My chest hair is starting to turn gray. Whitish strands have spread like dead brush into my upper chest. They glisten and wave under my collar in the harsh office light, derailing my efforts to fit in with my utterly hairless Japanese co-workers.
In the US, the next move would be Botox, a love affair and an unwise lease on a Porsche. However, because of the amazing benefits of seniority in Japan, there’s no such thing as mid-life crisis here, a realization I’ve made now that I’m on the brink of one.
You see in Japan, the joys of seniority make a mockery of the doomed pursuit of things like George Clooney’s charming crow’s-nest or the impulse-buy of funny Japanese ab crunchers.
It’s pointless anyway to try to hide your age in a country so crowded that you can’t scratch your head without elbowing somebody in the eye. Every giveaway – the greying chest hair poking out, the gut surging over your belt, the “kareshu” (lit. “middle-aged man smell”: it’s so crowded here that everyone knows the smell personally, hence a word was invented for it) – all this can be more or less concealed if you work hard at it (good luck finding time in workaholic Japan) or are blessed with the personal space that comes with the American car commute and office cubicle.

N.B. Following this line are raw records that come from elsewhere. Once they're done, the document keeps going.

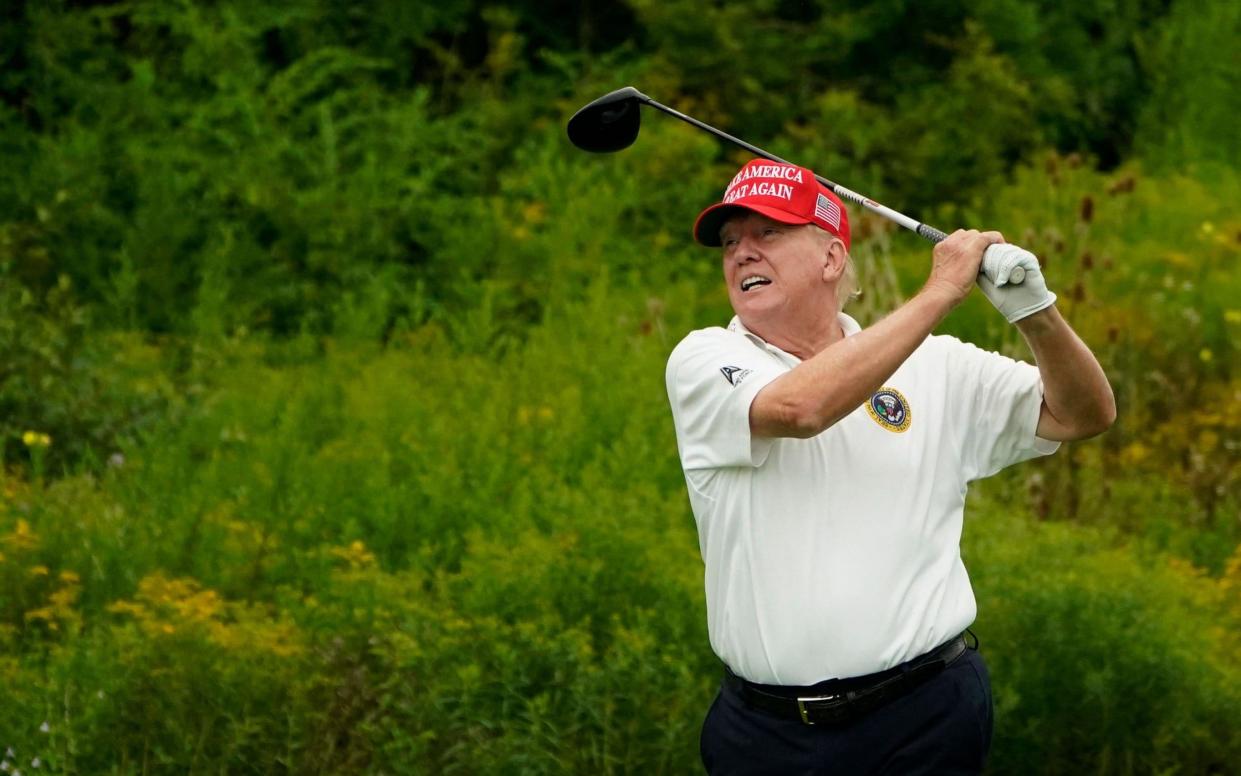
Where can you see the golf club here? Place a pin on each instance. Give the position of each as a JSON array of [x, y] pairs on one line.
[[611, 123]]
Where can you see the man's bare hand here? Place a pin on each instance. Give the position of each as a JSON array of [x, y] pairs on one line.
[[956, 262]]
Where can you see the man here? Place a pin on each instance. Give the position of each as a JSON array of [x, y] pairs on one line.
[[827, 468]]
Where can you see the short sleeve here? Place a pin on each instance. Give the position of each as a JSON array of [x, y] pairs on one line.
[[998, 407], [712, 376]]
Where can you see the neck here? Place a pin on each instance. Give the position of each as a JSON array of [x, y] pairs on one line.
[[806, 340]]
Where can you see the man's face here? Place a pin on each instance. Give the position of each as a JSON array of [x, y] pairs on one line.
[[773, 271]]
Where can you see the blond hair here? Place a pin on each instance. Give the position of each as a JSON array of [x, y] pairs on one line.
[[848, 287]]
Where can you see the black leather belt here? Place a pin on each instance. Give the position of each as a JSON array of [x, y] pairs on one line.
[[839, 700]]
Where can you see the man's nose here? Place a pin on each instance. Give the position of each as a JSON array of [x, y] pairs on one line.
[[746, 250]]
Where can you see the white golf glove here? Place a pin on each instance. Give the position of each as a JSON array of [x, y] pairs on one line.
[[1015, 297]]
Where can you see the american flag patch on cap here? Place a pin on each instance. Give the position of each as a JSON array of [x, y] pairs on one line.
[[827, 210]]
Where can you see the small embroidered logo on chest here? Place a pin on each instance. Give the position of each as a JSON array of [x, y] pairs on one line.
[[890, 410], [735, 374]]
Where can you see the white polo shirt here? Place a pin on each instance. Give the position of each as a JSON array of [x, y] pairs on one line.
[[839, 555]]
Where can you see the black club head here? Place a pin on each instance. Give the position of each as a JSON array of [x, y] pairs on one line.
[[609, 123]]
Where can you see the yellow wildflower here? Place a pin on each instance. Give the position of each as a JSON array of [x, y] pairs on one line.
[[34, 438]]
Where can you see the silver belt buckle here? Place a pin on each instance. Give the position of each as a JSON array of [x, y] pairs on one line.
[[801, 704]]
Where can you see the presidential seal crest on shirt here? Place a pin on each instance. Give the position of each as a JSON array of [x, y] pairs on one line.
[[890, 409]]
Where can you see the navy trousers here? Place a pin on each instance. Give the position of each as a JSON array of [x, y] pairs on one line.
[[941, 726]]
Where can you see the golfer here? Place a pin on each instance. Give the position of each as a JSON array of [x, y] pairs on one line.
[[827, 466]]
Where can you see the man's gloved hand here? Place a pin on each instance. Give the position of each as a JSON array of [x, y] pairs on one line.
[[1014, 302]]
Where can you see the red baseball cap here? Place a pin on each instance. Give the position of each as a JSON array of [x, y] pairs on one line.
[[781, 191]]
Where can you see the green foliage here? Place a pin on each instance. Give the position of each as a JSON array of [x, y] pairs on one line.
[[331, 419]]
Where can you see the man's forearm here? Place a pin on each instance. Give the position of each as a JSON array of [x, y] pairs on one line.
[[824, 389], [1077, 400]]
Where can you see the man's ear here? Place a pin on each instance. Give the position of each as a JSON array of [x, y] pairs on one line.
[[834, 256]]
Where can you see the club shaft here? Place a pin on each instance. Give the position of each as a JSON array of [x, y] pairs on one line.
[[917, 227]]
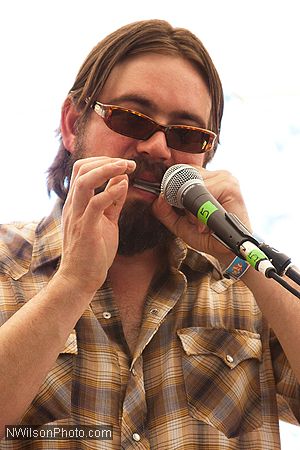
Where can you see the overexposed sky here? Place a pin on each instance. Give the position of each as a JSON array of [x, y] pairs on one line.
[[255, 46]]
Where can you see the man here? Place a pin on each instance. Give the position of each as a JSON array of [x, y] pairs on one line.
[[121, 316]]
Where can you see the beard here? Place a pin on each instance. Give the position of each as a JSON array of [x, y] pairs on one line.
[[139, 230]]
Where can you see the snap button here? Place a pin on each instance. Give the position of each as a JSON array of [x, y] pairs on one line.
[[229, 358], [136, 437]]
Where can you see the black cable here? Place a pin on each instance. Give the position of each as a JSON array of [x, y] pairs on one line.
[[276, 277]]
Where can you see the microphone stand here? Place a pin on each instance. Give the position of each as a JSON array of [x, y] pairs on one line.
[[270, 261]]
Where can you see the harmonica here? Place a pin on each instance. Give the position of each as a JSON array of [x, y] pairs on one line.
[[148, 186]]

But in Japan – where you live on those packed trains and at shared office desks with the privacy of baseball dugouts- you age right in the face of your fellow commuters and co-workers, who sit, stand and breathe right on top of you all day.
After finally grasping all this, I realized that blatantly showing your age, and touching those seniority perks, is where the salvation lies.
Perks that are funded by, as I’ve learned painfully in 8 years here serving under older Japanese managers, the sanity of the young.
Perk #1: Public Napping
I’ve actually seen older managers doze off Grandpa Simpson-style in the middle of meeting discussions that THEY started – and everyone just lets it go. In fact, if you’re old enough, you’re GIVEN CREDIT for doing this in Japan: the typical timid, young subordinate here is programmed to take your sloth as a wise, non-verbal cue that you’re happy with the meeting, that you’re relaxed and not upset with them.
Perk #2: Elaborate grunting
Older people in Japan are expected to grunt “yoishou!” whenever doing anything remotely strenuous. In the US, this is equilivant to any number of unofficial, non-word English sounds – “Ahhh”, “ughhh”, “humph”, etc. But of course in Japan even personal strain is formalized: it’s always “yoishou”, and it can be grunted softly, whispered happily with a melody, or even shouted like this:
It’s a fogeyish add-on to a Japanese vocabulary, but I have a theory that it’s also intended to work as a kind of subliminal cue to anyone listening that you’re older, and thus deserving of deep respect.
There’s a precise style to saying “yoishou” in Japan, and it’s all about timing it perfectly with whatever action is excerting you. It’s common to hear old guys here go “Yoishou!” when sliding into a hot public bath, sitting down on a train seat, climbing stairs (multiple “yoishous” in this case), and I’ve even heard the word uttered by a guy in the men’s room at his precise moment of unloading. It’s a fun word to say – try it next time you do any of the above!
Perk #3: Leisurely post-meal use of a toothpick
There’s an old Japanese proverb that says: “A samurai, even when he has not eaten, uses a toothpick like a lord”. It refers to the classic older Japanese male habit of cleaning your teeth with a toothpick after meals. Visit any restaurant here and you’ll see it in action, the modern Japanese “ojisan” (typical middle-aged guy) carrying on this disgusting ancient custom. Current Japanese etiquette calls for you to cup your mouth with your hand as you pick away, like this:
In one small Japanese company I’ve been around, the head guy (he was well into his 60s and on the rough side for a Japanese salaryman) would walk into the office after lunch and when his secretary greeted him with the formal “okairi nasai” (“welcome back”), he’d just nod, light a cigarette and say “Toothpick”. To this she’d run and fetch a toothpick for the “office samurai” to use to stab at the food stuck in his teeth.
Perk #4: Drinking and being drunk in public
Middle-aged salarymen have the public license to crack open a beer on the train home, face-plant themselves next to a sake bottle at bars and in general get falling-over drunk in public.
Not only are they given this freedom, but these lucky men have the magical power to fight off hangovers through greasy bowls of late-night ramen and baths with electrical currents that shock the booze out of their systems.
Perk #5: Lord of the Office
In general, as you age in a traditional Japanese company you get increasingly venerated no matter what you do, and you live increasingly inside a cocoon of manners and ceremony. You’re more like a feudal lord than a businessman. The very top executives are treated almost like royalty, as the below instance illustrates.
I was once part of a conference call with an important American customer where we all were ordered to speak at a hushed, barely audible level the whole time so that we didn’t disturb our company president in the next room. The reason? He was filming his recorded message for the company’s annual employee DVD. We sat there whispering like idiots while the customer railed loudly on the other end that they couldn’t hear us (worst of all, we weren’t allowed to give a reason!), and they ended the call after 10 minutes.